Integrated public art
At the meeting, Tom Drugan of Haddad|Drugan, a Seattle-based studio selected to design the integrated art for the deck, presented three options for integrated public art for the parking deck.
Most of the council members favored having a pixelated image of trees that mimic the surrounding nature of the future Downtown Park on the north side of the building. This facade would have openings in it that could be lit internally at night, giving the parking deck a firefly effect.
“I think it takes a huge facade of the deck and really does something spectacular with it,” councilman Don Frantz said. “I love the fact that it blends into the park and uses brick as a major component.”
There was little support for a perforated metal tree with LED words shooting out from its branches on the northwestern corner of the parking deck. Others, including councilman Ed Yerha, liked a three-dimensional textured brick tree on the southwestern corner of the deck, but some disagreed.
“It looks like Minecraft to me,” councilwoman Jennifer Robinson said. “It doesn’t have enough movement. It’s not as sophisticated looking as option A.”

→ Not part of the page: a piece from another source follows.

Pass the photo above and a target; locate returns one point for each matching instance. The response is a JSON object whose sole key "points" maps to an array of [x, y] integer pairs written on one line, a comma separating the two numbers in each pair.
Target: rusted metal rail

While there was a consensus on what the parking deck should look like, there was some debate about how the library should look, based on concepts presented by county representatives.
The 22,000- to 25,000-square-foot Cary library will be two floors plus a basement. As a regional library, it would offer additional programming, a large multipurpose room and an increased volume of books.
In the past, council members have expressed a desire for an iconic brick structure with large windows overlooking Downtown Park that complements the park and nearby Cary Arts Center.
Concept plans presented last week showed a front facade that is made up of a majority of glass with some brick. The plans vary on where the majority of the brick is located, including one plan with an asymmetrical brick wall with smaller windows.
“I love how you have the glass and the big view of the arts center on one side and the glass and the big view of the park on the other side,” Frantz said. “I think the brick in the middle does a little bit to break it up so it isn’t just one massive wall of glass or a massive wall of brick. I think it’s got character. I think it would work well.”
While some liked how the brick wall to the right of the front door breaks up an entirely glass facade, others didn’t like the concept’s asymmetrical look.
“To me, all three have too much glass,” Yerha said. “This one has more brick but it’s all in one place, sort of off the center. I’d like to see something more symmetrical.”
The council also leaned toward adding restrooms, a lobby and shell space for a future occupant in the library’s basement for up to $600,000. These restrooms could be accessed by visitors of the performance space at the future Downtown Park.